The first statement is to remove any of the NAs in the pts and x3ppercent column.

The second statement is to add my new set of positions which are only PG”, “PF”,“C”, “SF”,“SG”, while omitting anything else.

b. What the visualization represents, any interesting patterns or surprises that arise within the visualization.

Tree Map

The treemap visualization represents the distribution of player positions in the NBA data set, with each rectangle representing a specific position category and the size of the rectangle proportional to the total minutes played by players in that position.
This visualization offers a hierarchical view of player positions, allowing for easy comparison of playing time across different roles on the basketball court.
Larger rectangles indicate positions where players collectively spent more time on the court, while smaller rectangles represent positions with fewer minutes played.

Boxplot

The box plot visualization presents a comparisson between the field goal percentage(fgp) across different player positions (pos).
Each box in the plot represents the distribution of points scored by players within a specific position category, with the central line indicating the median value.

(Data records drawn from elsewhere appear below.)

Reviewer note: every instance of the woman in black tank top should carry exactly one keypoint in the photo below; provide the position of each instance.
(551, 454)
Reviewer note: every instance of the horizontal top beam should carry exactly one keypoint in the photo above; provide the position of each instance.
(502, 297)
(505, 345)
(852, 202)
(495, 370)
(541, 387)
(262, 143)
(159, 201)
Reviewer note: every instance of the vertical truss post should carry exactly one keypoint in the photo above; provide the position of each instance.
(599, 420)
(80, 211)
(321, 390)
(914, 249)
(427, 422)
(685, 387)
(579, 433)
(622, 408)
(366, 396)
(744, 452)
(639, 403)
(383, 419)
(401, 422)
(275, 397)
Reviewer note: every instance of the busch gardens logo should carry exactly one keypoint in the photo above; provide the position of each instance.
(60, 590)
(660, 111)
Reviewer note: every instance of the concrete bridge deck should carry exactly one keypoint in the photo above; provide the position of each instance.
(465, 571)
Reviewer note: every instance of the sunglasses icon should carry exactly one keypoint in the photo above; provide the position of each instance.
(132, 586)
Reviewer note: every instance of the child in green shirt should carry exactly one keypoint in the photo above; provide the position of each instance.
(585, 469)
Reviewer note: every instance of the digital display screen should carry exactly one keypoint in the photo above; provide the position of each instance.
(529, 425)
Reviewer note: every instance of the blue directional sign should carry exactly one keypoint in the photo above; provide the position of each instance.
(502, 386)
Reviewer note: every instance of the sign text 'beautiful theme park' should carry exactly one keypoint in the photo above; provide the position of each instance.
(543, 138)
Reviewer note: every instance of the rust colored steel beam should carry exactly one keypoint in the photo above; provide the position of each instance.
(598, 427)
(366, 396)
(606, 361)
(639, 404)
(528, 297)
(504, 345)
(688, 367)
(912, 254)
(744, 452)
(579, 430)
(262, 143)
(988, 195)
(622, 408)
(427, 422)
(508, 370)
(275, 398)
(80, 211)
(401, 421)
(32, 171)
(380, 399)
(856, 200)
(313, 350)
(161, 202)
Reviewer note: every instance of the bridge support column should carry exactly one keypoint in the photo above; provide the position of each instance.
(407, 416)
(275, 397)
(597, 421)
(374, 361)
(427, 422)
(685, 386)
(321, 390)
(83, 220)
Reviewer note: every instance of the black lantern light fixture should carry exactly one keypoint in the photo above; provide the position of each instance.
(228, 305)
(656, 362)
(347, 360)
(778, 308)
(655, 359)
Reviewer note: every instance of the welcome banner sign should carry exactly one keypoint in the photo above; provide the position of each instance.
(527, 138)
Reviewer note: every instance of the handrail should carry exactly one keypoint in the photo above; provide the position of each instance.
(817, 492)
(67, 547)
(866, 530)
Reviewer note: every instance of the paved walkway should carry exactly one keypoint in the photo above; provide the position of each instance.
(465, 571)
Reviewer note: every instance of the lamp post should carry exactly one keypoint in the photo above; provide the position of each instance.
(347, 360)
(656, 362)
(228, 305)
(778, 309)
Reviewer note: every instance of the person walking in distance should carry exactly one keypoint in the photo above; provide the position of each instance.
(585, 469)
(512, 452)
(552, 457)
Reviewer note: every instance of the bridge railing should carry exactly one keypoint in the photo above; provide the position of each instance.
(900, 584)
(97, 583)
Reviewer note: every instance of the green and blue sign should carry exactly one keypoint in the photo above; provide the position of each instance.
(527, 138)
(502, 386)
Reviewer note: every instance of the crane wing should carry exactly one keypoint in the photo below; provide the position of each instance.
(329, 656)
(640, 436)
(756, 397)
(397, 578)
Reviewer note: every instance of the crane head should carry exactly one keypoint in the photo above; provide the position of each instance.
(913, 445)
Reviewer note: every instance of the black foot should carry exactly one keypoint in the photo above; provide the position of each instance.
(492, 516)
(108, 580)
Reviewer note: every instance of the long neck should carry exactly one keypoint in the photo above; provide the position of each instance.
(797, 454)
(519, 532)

The box (top line to bottom line) represents the interquartile range (IQR), depicting the spread of data around the median, while the whiskers extend to the maximum and minimum values within 1.5 times the IQR. And the individual points are the Outliers
This visualization indicates the scoring variation among player positions.
By visually comparing the spreads of points scored across different positions, the box plot provides valuable insights into the diversity of scoring dynamics for each team and the players in them.

c. Anything that you might have shown that you could not get to work or that you wished you could have included:

I wanted to use the top 10 teams instead of all them but when I tried sorting the points in ascending order, it will not assign to the right player.